Ia juga menekankan perlunya pendekatan pembangunan yang kolaboratif. Alih-alih pendekatan top-down yang selama ini mendominasi, ia mendorong sistem co-production of knowledge—di mana pemerintah, akademisi, masyarakat lokal, dan sektor swasta bekerja bersama. Proses edukasi bertahap yang diterapkan di Wanam menjadi contoh nyata dari pendekatan ini.
Keberhasilan di Wanam juga menggeser pusat narasi ketahanan pangan nasional dari Pulau Jawa ke kawasan timur Indonesia. Selama ini, wilayah timur sering dianggap sebagai pelengkap atau cadangan, bukan aktor utama. Padahal, menurut Freesca, keberhasilan ini menunjukkan bahwa Papua mampu menjadi pemain utama dalam strategi ketahanan pangan nasional yang baru.
Ia menambahkan bahwa proyek cetak sawah satu juta hektare ini harus dipahami bukan sekadar sebagai target jumlah lahan, tetapi sebagai simbol dari reorientasi pembangunan. Fokusnya bukan lagi pada pusat, melainkan pada pinggiran yang selama ini kurang mendapat perhatian. Papua Selatan, menurutnya, telah menunjukkan bahwa dengan pendekatan yang tepat, kawasan yang dianggap terbelakang justru bisa menjadi pelopor.

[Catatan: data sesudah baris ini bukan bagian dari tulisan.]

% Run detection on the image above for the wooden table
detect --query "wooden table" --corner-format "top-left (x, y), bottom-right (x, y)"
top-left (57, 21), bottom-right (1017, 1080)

Freesca menyimpulkan bahwa apa yang terjadi di Wanam bukan akhir dari cerita, tetapi justru pembuka jalan menuju model pembangunan pangan Indonesia yang lebih adil, berkelanjutan, dan berakar pada kekuatan lokal. “Kalau Papua dengan segala keterbatasan infrastrukturnya bisa bangkit dan menjadi contoh, maka semua wilayah lain di Indonesia juga memiliki peluang besar untuk berkontribusi dalam menghadapi krisis pangan global,” tegasnya.